Ficaram na memória as suas visitas ao Conselho da Europa e ao Parlamento Europeu, a 24 e 25 de Novembro de 2014, e as mensagens que deixou em ambas as instituições.

Na audiência geral de 22 de Setembro último, o Papa procedeu a uma reflexão sobre a sua recente viagem à Hungria e à Eslováquia, a que chamou de «uma peregrinação de oração ao coração da Europa».

Completando pois a minha última crónica que intitulei de “Um Domingo em Budapeste”, aqui tenho novo ensejo para regressar a tema que me é caro, porque no cerne mesmo de uma questão essencial que os cristãos europeus – e portanto os cristãos portugueses – não podem evitar, por mais tempo: Para onde vai a Europa?

E restrinjo aqui a minha abordagem ao ponto de vista cristão, porque o intuito final deste texto não é o de pôr em causa o projecto de construção europeia, mas de pensar nas direcções para o revitalizar, com os valores cristãos que podem trazer sangue novo à própria Europa, vista cada vez mais como uma “velha senhora cansada”.

IDEIAS FORTES

Quais as ideias fortes de Francisco na audiência geral?

A fé cristã na Europa está a ser «diluída pelo consumismo e pelas ideologias».

A resposta? É a «cura que vem da oração, do testemunho e do amor humilde» tão necessários hoje.

«Rezar, porque é para isso que o Povo de Deus é chamado antes de tudo: adorar, rezar, caminhar, fazer penitência, e nisto sentir a paz e a alegria que o Senhor nos dá», disse, acrescentando: «E isso é de particular importância no continente europeu, onde a presença de Deus se dilui no consumismo e nos “vapores” de um pensamento unitário que é fruto da mistura de antigos e novas ideologias».

UM NOVO POLITEÍSMO…

O novo deus maior do consumo e seus deuses menores, no Olimpo feérico de tecnologias muitas vezes inúteis, só para criarem necessidades artificiais conducentes à compra, quer dizer, ao consumo, sob o pretexto de que é isso que faz funcionar a Economia.
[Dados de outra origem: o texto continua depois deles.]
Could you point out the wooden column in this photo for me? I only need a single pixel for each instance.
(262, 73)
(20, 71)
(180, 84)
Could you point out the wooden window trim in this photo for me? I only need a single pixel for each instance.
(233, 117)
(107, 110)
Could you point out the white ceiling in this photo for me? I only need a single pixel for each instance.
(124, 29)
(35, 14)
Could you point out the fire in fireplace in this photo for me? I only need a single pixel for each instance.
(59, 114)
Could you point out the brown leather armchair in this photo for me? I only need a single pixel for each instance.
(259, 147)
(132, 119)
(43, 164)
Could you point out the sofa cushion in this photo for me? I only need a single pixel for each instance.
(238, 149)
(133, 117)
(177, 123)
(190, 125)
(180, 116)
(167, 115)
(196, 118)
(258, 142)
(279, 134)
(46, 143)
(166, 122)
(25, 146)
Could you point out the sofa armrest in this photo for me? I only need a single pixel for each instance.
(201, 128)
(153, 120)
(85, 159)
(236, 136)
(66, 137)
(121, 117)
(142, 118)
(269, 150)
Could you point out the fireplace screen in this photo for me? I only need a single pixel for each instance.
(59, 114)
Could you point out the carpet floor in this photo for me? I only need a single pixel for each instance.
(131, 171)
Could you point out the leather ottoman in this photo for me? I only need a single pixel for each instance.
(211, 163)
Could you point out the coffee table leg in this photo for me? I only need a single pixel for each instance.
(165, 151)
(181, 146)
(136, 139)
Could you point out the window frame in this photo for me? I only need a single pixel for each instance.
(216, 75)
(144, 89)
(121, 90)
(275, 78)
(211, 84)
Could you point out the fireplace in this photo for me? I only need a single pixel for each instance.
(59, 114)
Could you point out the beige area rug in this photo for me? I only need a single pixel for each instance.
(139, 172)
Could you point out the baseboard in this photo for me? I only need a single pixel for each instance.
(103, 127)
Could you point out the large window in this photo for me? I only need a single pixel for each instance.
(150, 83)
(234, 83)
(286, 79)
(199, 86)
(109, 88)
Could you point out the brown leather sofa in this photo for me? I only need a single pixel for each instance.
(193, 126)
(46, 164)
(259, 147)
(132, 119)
Que Economia e para quem, são já outras questões, dirão! E vai daí a sua liturgia mercantilista, em plena Europa outrora cristã e centro da Cristandade, como em todo o mundo afinal.

Novas liturgias do consumo, dizia. Novos rituais materialistas, sugeria. Os supermercados pejados de gente ao Domingo, e as igrejas vazias. As raras procissões aventurando-se em ruas cheias de carros, enquanto os mirones olham curiosos para esse espectáculo de outra época, das esplanadas cheias dos cafés.

Este novo rosto da Europa descrente já todos o conhecemos, a que adicionamos as hordas de turistas que invadem as magníficas catedrais, também de outra era, sem quase pensarem que no interior daquelas paredes hoje silenciosas abrigaram gerações e gerações de gente anónima que ali rezou, restabelecendo continuamente a ponte mágica que liga os homens a Deus.

O POVO SANTO DE DEUS

O que viu Francisco nestas suas viagens? Ele próprio se interrogou: «O que eu vi? Um povo fiel que sofreu perseguição ateia. Também vi isso nos rostos de nossos irmãos e irmãs judeus, com quem nos lembrámos do sofrimento[do Holocausto]. Porque não há oração sem lembrança», disse.

O Papa encontrou-se com membros das comunidades judaicas da Hungria e da Eslováquia. E nesses encontros lembrou os horrores da Segunda Guerra Mundial e deplorou o anti-semitismo contemporâneo.

«Não há oração sem memória. Oração, a memória da própria vida, da vida do seu povo, da própria história: fazendo memórias e relembrando. Isso é bom e ajuda a orar», referiu.

O CHAMADO CONSENSO DEMOCRÁTICO

Repito, por ser muito importante, o que o Santo Padre sublinhou: «No continente europeu, onde a presença de Deus se dilui no consumismo e nos “vapores” de um pensamento unitário que é fruto da mistura de antigos e novas ideologias».

É esta a base, o fundamento do novo consenso democrático, feito de descrença e de resignação? Consenso hoje fortemente abalado pela erupção nacionalista?

E quase apetece perguntar, de imediato: e não é esse consenso pela negativa que abre exactamente a porta a novas tentações totalitárias, numa Europa historicamente saturada disso mesmo? Porque o que tal clima de passividade traz é mau. E perigoso.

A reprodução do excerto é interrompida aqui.